This has been my New Year's Resolution for the past several years. Some say that it is too pessimistic. Up until about 2003, i would have agreed.
Until 2003, i thought of "mistakes" as "learning opportunities" -- in conversation with others. In my own self-talk, however, i harshly criticized myself for choices regarding my own learning opportunities. My fear of failure kept me frozen, unable to choose something new that had any chance to "turn out bad."
I remember being at a New Year's Eve house party years ago with several dozen others i hardly knew. In a polite conversation, someone asked me, "What is your New Year's Resolution?" I had never made a New Year's Resolution, nor did i feel any obligation to construct one that year.
To my great surprise, i spoke a sarcastic answer that became truth. "This year, i'll make all new mistakes."

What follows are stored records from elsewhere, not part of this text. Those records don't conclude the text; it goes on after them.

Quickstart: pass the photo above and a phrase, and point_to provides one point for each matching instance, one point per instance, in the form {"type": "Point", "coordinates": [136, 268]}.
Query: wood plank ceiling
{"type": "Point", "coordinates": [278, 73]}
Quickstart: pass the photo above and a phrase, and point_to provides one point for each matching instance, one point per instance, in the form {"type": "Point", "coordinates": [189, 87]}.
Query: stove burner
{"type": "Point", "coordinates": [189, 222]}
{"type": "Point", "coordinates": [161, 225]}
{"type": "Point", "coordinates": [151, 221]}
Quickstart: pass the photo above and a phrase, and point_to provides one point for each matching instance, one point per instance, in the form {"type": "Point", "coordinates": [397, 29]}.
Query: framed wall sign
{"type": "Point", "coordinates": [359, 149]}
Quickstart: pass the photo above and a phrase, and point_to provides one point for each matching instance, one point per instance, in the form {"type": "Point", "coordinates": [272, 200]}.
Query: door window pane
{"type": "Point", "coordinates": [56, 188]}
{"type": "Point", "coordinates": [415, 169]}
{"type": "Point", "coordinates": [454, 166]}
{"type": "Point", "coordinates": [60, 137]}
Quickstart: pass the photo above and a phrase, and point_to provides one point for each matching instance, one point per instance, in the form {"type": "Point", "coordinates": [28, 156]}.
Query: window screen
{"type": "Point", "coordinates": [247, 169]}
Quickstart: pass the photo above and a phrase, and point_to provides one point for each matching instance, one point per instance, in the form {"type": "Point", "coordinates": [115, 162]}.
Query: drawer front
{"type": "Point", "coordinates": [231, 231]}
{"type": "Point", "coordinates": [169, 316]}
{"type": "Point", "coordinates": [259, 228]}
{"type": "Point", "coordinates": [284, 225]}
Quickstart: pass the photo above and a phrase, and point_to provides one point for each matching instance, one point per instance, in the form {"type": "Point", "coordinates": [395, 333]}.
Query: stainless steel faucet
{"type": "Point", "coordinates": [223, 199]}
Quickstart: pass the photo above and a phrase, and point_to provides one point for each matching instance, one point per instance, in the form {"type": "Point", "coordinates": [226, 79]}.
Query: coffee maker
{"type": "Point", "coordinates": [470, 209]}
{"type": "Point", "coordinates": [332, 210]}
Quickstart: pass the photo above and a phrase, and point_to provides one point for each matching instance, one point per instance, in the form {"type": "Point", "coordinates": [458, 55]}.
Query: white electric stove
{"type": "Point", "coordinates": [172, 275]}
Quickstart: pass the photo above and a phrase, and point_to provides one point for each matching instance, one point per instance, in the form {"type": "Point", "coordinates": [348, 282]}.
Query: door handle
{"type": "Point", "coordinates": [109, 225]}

This negative-sounding thought was so liberating that it changed the direction of my life. No longer did i oppressively think of each choice as a black-and-white, succeed-or-fail, do-or-die type of decision. I could suddenly consider many options, knowing that each one would not necessarily invite the most optimal results. But i was willing to give an idea a chance to get me further toward what i thought was right.
Trial-and-error was suddenly transformed into a constructive method of learning, as opposed to a terrifying binary system of life-or-death choices. The freedom to make a choice that was not the absolute fastest way to success led me to learn to do the things to which i am called by God (or the things i am inspired to do, or "meant to do").
At the time of that New Year's Eve party, i remember looking around for a friend i could trust with my revelation: I have been making the same old choices (mistakes) year after year. It has led me to the same old disappointment and self-doubt. Why would i continue to make the same mistakes, over and over, year after year, expecting a different outcome?
But those at this particular party exemplified my choices. I would not trust any one of them with feelings or thoughts about anything deeper than the weather.
New mistakes, new possibilities, new choices, new perspectives, new ways of responding to bad stuff have led to new educational options, new jobs, new paths, new relationships, new friends (much better than those at that party!), new hope beyond hope. This year, i will make choices that have the potential to be mistakes. I'm not afraid of mistakes.
Here's a new fear: I'm afraid of making the stupid choice to freeze in fear of failure, rather than learning something new while running the risk of being a part of something great.
In this new year, i hope you feel invited to make a new mistake. Make it a happy one.